Reverse Lookup Zones and Event ID 40961

Reverse DNS records, aka PTR records, are used when you have an IP address you need to resolve to a name. While it is not 100% necessary to create a reverse lookup zone in your Active Directory domain this is a popular error.

Event Type: Warning Event Source: LSASRV Event Category: SPNEGO (Negotiator) Event ID: 40961 Date: 1/1/2005 Time: 12:30:45PM User: N/A Computer: COMPUTERNAME Description: The Security System could not establish a secured connection with the server DNS/prisoner.iana.org. No authentication protocol was available.

So what is prisoner.iana.org? Well its a blackhole of sorts. RFC 1918 defines three zones called 10.in-addr.arpa, 16.172.in-addr.arpa, and 168.192.in-addr.arpa on three DNS servers called blackhole-1.iana.org, blackhole-2.iana.org and prisoner.iana.org containing these zones.

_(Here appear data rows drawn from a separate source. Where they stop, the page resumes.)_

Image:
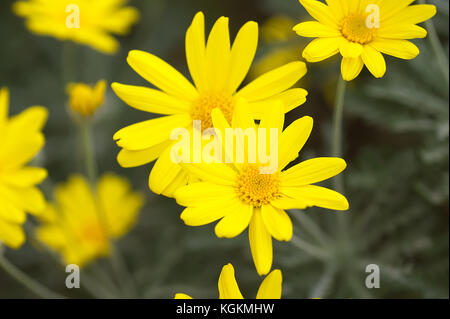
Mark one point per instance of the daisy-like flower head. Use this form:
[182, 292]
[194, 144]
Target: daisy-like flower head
[22, 139]
[241, 196]
[228, 288]
[85, 99]
[362, 31]
[89, 22]
[80, 225]
[217, 69]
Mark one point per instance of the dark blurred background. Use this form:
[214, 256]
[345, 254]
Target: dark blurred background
[396, 146]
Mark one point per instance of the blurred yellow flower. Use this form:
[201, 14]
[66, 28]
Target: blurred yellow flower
[80, 224]
[228, 288]
[241, 196]
[22, 139]
[85, 99]
[89, 22]
[362, 30]
[218, 69]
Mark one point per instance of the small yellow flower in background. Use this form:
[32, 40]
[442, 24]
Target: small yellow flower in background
[21, 140]
[228, 288]
[85, 99]
[240, 196]
[362, 31]
[80, 224]
[218, 69]
[89, 22]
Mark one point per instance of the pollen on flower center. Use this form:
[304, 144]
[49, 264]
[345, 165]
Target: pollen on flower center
[255, 188]
[203, 106]
[354, 28]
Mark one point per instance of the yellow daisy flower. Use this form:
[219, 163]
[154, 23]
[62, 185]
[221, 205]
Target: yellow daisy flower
[228, 288]
[85, 99]
[80, 224]
[218, 69]
[89, 22]
[240, 196]
[22, 139]
[362, 31]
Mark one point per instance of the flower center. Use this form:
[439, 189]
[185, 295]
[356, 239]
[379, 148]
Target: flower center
[203, 106]
[354, 28]
[255, 188]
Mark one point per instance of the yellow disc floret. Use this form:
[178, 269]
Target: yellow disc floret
[255, 188]
[203, 106]
[355, 29]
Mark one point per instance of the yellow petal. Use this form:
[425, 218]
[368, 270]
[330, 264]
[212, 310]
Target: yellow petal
[323, 48]
[242, 54]
[374, 61]
[317, 196]
[351, 68]
[228, 287]
[218, 55]
[4, 105]
[149, 133]
[277, 222]
[164, 173]
[402, 31]
[350, 49]
[273, 82]
[290, 100]
[162, 75]
[312, 171]
[271, 286]
[320, 12]
[150, 100]
[201, 193]
[314, 29]
[402, 49]
[260, 243]
[128, 158]
[11, 234]
[293, 139]
[182, 296]
[235, 222]
[10, 212]
[196, 51]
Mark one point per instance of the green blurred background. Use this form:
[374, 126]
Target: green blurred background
[396, 146]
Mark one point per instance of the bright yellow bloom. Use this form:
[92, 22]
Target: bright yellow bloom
[240, 196]
[80, 225]
[228, 288]
[218, 69]
[362, 30]
[89, 22]
[21, 140]
[85, 99]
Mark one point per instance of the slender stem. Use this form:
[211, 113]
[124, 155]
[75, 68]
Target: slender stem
[89, 153]
[337, 147]
[309, 248]
[26, 281]
[310, 226]
[437, 47]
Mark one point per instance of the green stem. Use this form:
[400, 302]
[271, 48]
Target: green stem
[89, 153]
[437, 47]
[337, 147]
[26, 281]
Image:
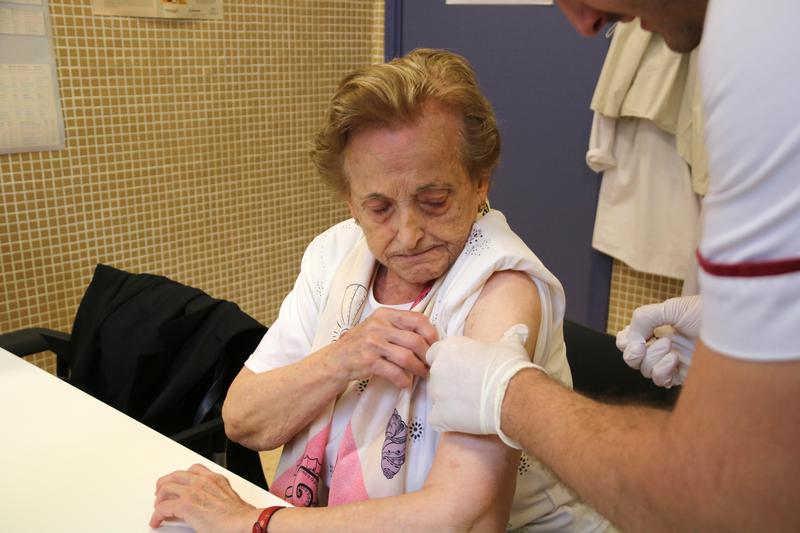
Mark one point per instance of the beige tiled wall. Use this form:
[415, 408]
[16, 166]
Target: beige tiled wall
[186, 153]
[630, 289]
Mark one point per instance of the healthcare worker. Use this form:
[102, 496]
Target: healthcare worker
[728, 456]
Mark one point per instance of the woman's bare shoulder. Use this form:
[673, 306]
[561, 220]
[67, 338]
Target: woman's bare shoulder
[509, 297]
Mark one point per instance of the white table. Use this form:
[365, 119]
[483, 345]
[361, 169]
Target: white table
[69, 462]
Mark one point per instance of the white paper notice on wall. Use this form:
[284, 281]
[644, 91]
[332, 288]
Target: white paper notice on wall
[28, 112]
[171, 9]
[30, 107]
[502, 2]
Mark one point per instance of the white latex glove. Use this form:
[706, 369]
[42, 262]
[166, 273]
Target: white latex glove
[468, 381]
[667, 359]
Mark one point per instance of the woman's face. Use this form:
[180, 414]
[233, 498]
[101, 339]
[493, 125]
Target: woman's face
[412, 196]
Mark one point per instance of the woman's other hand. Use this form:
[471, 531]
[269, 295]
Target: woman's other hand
[202, 499]
[390, 343]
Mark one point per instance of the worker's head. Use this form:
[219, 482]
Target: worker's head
[679, 22]
[398, 94]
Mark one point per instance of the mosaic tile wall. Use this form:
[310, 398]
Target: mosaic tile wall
[630, 289]
[186, 153]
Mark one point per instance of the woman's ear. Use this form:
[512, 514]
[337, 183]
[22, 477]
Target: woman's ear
[483, 190]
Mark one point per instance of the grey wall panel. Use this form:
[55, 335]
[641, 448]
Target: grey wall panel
[540, 76]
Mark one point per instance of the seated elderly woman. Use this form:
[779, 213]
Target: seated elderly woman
[340, 378]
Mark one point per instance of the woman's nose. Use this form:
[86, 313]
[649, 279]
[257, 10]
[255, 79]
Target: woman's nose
[410, 230]
[586, 20]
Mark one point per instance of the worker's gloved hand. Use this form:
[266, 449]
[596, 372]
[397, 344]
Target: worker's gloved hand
[468, 381]
[673, 327]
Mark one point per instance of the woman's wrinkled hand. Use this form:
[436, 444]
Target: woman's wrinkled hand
[390, 343]
[202, 499]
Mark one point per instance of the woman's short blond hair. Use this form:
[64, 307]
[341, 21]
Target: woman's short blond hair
[394, 94]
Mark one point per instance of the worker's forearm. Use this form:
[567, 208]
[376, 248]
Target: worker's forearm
[609, 454]
[264, 411]
[425, 510]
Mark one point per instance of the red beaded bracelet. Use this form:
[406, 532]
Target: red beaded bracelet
[263, 519]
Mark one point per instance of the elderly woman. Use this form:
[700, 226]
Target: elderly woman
[340, 378]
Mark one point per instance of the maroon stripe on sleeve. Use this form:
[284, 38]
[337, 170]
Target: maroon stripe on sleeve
[753, 269]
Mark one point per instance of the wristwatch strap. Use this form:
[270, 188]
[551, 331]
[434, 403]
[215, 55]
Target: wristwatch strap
[262, 524]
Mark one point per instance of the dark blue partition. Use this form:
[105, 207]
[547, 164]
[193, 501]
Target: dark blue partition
[540, 75]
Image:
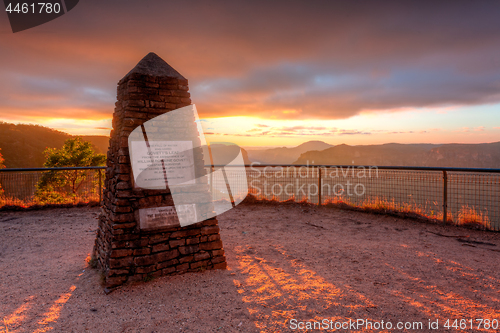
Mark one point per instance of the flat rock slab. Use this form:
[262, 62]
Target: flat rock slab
[285, 262]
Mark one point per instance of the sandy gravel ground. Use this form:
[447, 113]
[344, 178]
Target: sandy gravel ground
[285, 262]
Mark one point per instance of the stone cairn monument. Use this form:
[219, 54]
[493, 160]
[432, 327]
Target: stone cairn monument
[124, 249]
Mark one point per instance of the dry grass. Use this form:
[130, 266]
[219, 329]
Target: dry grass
[469, 217]
[9, 203]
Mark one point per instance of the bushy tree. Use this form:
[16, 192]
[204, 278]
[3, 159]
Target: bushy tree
[1, 160]
[56, 186]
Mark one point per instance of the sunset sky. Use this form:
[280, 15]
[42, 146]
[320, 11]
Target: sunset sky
[275, 73]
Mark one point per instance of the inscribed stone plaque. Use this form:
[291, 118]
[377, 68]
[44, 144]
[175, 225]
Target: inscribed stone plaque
[154, 163]
[168, 216]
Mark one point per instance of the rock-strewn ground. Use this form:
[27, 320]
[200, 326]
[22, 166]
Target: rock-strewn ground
[285, 262]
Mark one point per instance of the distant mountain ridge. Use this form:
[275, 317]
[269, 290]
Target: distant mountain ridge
[483, 155]
[285, 155]
[23, 144]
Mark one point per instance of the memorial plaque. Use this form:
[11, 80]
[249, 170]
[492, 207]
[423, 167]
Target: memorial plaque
[155, 162]
[168, 216]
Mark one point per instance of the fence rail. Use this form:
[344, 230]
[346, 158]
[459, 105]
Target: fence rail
[458, 195]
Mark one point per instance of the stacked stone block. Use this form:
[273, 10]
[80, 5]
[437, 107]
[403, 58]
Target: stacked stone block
[125, 252]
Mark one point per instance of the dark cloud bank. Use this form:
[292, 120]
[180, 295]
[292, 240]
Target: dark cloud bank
[319, 59]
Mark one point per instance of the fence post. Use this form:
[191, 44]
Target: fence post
[100, 188]
[319, 187]
[445, 196]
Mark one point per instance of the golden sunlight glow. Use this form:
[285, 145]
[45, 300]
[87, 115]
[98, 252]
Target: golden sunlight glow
[55, 310]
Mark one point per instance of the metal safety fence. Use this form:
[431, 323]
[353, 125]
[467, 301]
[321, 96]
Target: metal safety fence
[464, 196]
[458, 195]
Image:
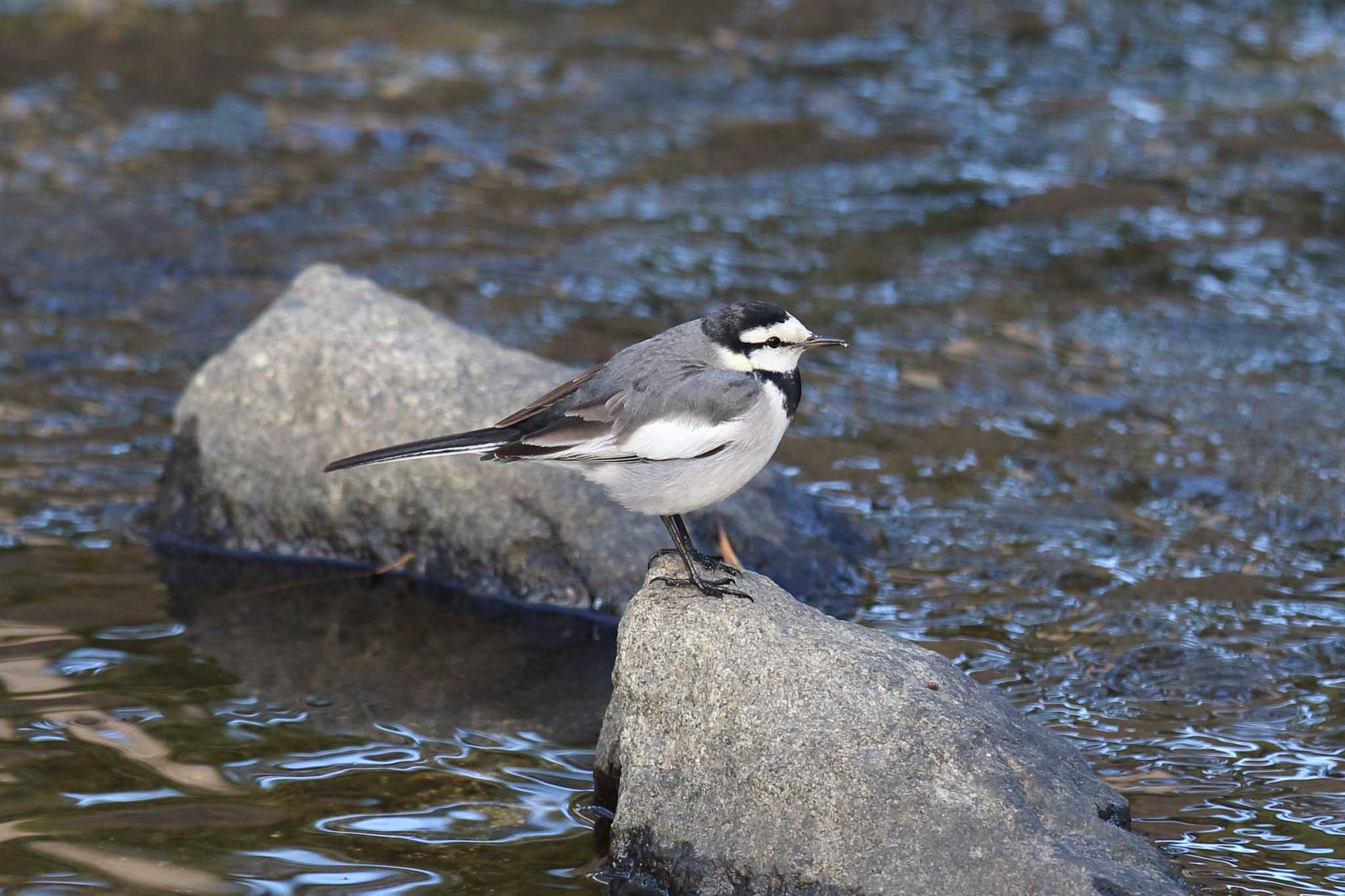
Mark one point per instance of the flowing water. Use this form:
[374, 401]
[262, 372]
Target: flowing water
[1088, 255]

When a client updates its DNS PTR record it will update the reverse lookup zone xxx.xxx.in-addr.arpa. If you have a reverse lookup zone configured, it will be successful. However if you do not have a reverse lookup zone, thanks to RFC 1918, it will try to register itself with prisoner.iana.org (or one of the other blackhole servers) and fail.

To resolve this issue create a reverse lookup zone. It is ok to ignore this warning but best practice would be to configure a reverse lookup zone.